Антон отшатнулся к стене, опёрся о неё предплечьем. Держать бутылку выше, держать, держать! Квадрат окна вдали, за столиком дежурной медсестры, тоже качался, но не в ритме коридора, а сам по себе. Безумный вальс, танец маленьких лебедей. Похороны эпохи.
– Эй, нормально всё? Помочь? Мужи-ик?!..
Даже обернуться нет сил на голос. Мякиш дёрнулся и начал сползать по стене, всё ещё пытаясь держать поднятую как факел бутылку с лекарством, но руки уже не слушались. Прозрачная трубочка, идущая в вену, окрасилась кучевыми облачками крови, сперва одним, пробным, а потом оказалась залита красным вся.
– Человеку плохо! – рявкнул кто-то сверху. Вдали раздался топот шагов дежурной, чьи-то крики, суета. Антон прикрыл обессиленно глаза и увидел себя сверху: жалкое зрелище. Вокруг суетились медсёстры, выглянул на шум из ординаторской дежурный врач – сегодня же воскресенье, лечащих на месте нет.
– В палату его, в палату, носилки катите, погрузим!
– Отцепите капельницу, кровью всё зальёт!
Из запястья выдернули осколок боли, но это уже ничего не решало, как и спешно привезённая каталка, куда его в восемь рук закинули, хоть и не без усилий.
– Какая палата? – деловито уточнил дежурный врач.
Мякиш смотрел на всё откуда-то из-под потолка, с высоты в четыре метра, словно умудрился, как бывалый ниндзя, запрыгнуть туда и слиться с сомнительной белизной штукатурки.
– Вторая, – ответила медсестра. – Мякиш это, Антон Сергеевич. Три плюс.

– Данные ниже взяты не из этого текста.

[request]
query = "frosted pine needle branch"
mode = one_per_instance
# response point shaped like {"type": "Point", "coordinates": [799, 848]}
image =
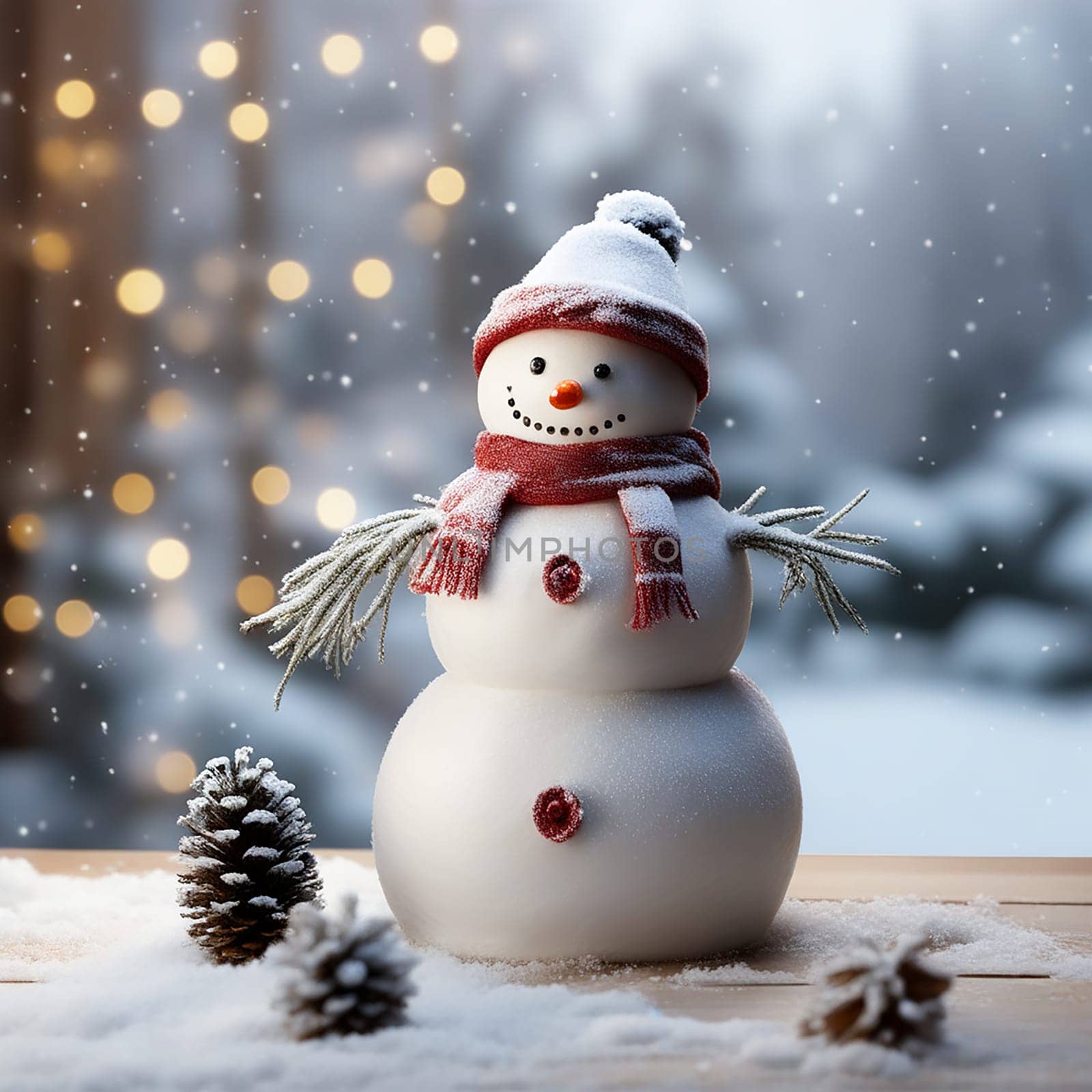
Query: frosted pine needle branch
{"type": "Point", "coordinates": [318, 600]}
{"type": "Point", "coordinates": [805, 556]}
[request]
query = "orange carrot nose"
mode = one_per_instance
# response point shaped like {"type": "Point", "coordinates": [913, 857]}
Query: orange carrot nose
{"type": "Point", "coordinates": [567, 394]}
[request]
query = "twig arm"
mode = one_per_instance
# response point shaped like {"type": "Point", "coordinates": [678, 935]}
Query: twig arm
{"type": "Point", "coordinates": [804, 554]}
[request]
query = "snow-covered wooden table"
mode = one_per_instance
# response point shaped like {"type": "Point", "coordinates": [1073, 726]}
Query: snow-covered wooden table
{"type": "Point", "coordinates": [1050, 1018]}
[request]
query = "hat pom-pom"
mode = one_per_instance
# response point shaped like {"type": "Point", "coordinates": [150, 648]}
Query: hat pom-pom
{"type": "Point", "coordinates": [648, 213]}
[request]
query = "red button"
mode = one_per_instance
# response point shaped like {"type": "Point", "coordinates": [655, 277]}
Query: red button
{"type": "Point", "coordinates": [562, 578]}
{"type": "Point", "coordinates": [557, 814]}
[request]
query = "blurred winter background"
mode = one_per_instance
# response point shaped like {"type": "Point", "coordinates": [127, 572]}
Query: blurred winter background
{"type": "Point", "coordinates": [245, 248]}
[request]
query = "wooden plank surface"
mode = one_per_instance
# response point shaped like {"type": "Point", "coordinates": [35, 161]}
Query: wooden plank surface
{"type": "Point", "coordinates": [1029, 880]}
{"type": "Point", "coordinates": [1040, 1029]}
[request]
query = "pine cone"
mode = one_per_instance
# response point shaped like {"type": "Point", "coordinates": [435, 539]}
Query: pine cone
{"type": "Point", "coordinates": [886, 997]}
{"type": "Point", "coordinates": [347, 975]}
{"type": "Point", "coordinates": [247, 862]}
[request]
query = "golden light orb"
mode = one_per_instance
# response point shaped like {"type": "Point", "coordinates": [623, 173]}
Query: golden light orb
{"type": "Point", "coordinates": [438, 44]}
{"type": "Point", "coordinates": [373, 278]}
{"type": "Point", "coordinates": [140, 292]}
{"type": "Point", "coordinates": [76, 98]}
{"type": "Point", "coordinates": [249, 121]}
{"type": "Point", "coordinates": [22, 613]}
{"type": "Point", "coordinates": [446, 186]}
{"type": "Point", "coordinates": [255, 594]}
{"type": "Point", "coordinates": [218, 59]}
{"type": "Point", "coordinates": [336, 508]}
{"type": "Point", "coordinates": [27, 532]}
{"type": "Point", "coordinates": [51, 251]}
{"type": "Point", "coordinates": [342, 54]}
{"type": "Point", "coordinates": [74, 618]}
{"type": "Point", "coordinates": [169, 558]}
{"type": "Point", "coordinates": [271, 485]}
{"type": "Point", "coordinates": [161, 107]}
{"type": "Point", "coordinates": [134, 494]}
{"type": "Point", "coordinates": [289, 280]}
{"type": "Point", "coordinates": [175, 771]}
{"type": "Point", "coordinates": [167, 410]}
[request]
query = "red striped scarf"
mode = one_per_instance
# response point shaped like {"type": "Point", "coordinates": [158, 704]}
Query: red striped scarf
{"type": "Point", "coordinates": [644, 473]}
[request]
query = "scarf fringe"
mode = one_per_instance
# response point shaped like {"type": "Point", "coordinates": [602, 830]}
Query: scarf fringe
{"type": "Point", "coordinates": [452, 566]}
{"type": "Point", "coordinates": [318, 599]}
{"type": "Point", "coordinates": [658, 595]}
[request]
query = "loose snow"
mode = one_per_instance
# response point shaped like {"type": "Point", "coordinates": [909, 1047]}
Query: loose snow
{"type": "Point", "coordinates": [125, 1001]}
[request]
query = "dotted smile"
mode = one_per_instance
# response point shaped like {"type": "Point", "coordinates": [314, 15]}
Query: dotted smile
{"type": "Point", "coordinates": [564, 431]}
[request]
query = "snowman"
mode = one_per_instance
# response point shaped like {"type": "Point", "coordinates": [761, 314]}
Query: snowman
{"type": "Point", "coordinates": [591, 775]}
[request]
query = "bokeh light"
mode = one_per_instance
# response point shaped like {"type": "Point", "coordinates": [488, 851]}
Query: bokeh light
{"type": "Point", "coordinates": [289, 280]}
{"type": "Point", "coordinates": [169, 558]}
{"type": "Point", "coordinates": [342, 54]}
{"type": "Point", "coordinates": [27, 532]}
{"type": "Point", "coordinates": [51, 251]}
{"type": "Point", "coordinates": [438, 44]}
{"type": "Point", "coordinates": [74, 618]}
{"type": "Point", "coordinates": [255, 594]}
{"type": "Point", "coordinates": [424, 223]}
{"type": "Point", "coordinates": [446, 186]}
{"type": "Point", "coordinates": [336, 508]}
{"type": "Point", "coordinates": [167, 410]}
{"type": "Point", "coordinates": [22, 613]}
{"type": "Point", "coordinates": [218, 59]}
{"type": "Point", "coordinates": [373, 278]}
{"type": "Point", "coordinates": [271, 485]}
{"type": "Point", "coordinates": [248, 121]}
{"type": "Point", "coordinates": [175, 771]}
{"type": "Point", "coordinates": [134, 494]}
{"type": "Point", "coordinates": [76, 98]}
{"type": "Point", "coordinates": [161, 109]}
{"type": "Point", "coordinates": [140, 292]}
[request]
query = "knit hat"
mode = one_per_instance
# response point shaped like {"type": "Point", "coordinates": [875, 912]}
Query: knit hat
{"type": "Point", "coordinates": [616, 276]}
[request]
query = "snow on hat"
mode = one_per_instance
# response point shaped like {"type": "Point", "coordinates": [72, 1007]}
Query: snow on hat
{"type": "Point", "coordinates": [616, 276]}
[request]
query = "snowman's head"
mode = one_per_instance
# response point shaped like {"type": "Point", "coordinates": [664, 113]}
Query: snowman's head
{"type": "Point", "coordinates": [597, 342]}
{"type": "Point", "coordinates": [578, 387]}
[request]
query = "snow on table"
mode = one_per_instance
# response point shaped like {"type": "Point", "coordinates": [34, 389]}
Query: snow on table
{"type": "Point", "coordinates": [101, 990]}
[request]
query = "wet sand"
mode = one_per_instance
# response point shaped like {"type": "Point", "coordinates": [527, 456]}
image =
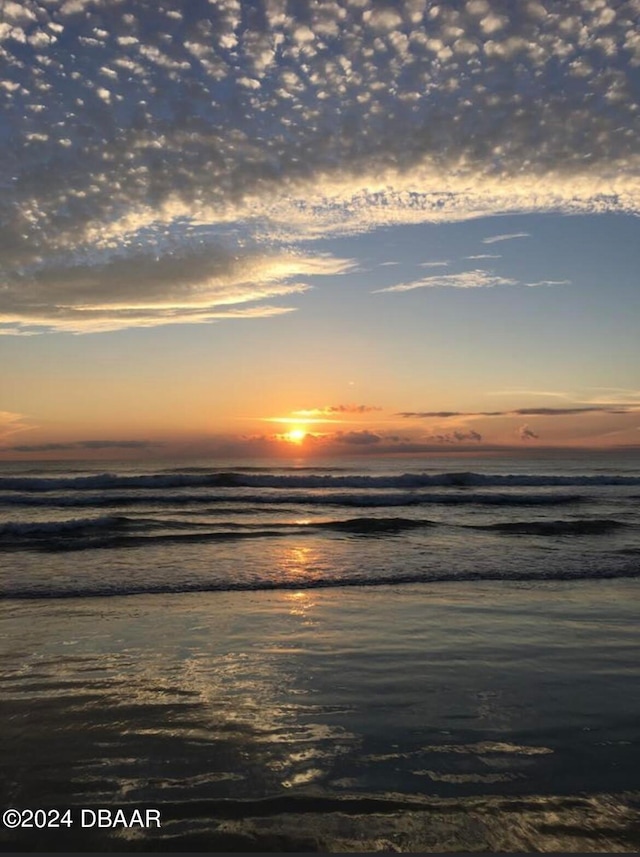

– Не четвёрка? А чего ж он…
– Может, сердце? Ещё и в туалет попёрся.
– Если так, то массаж груди, – с сомнением ответил врач. – Справитесь, Филонова? Везите в палату, а я за лекарствами. Нитроглицерин был, кажется.
Доктор очень неторопливо пошагал впереди каталки, над которой суетилась медсестра. Сейчас Антон мог бы даже прочесть нехитрый набор его мыслей: один чёрт – смертники, но и смерть в дежурство – чепэ, отписываться потом, вколоть ему надо что-то, раз «утку» не дали и из общей палаты – не из блатных, оно, и помрёт, ничего страшного.
Дежурный врач был молод и совершенно спокоен.
Сам Мякиш парил над коридором, словно призрак. По крайней мере, никто не задирал голову, не тыкал в него пальцем и не кричал ничего испуганным голосом.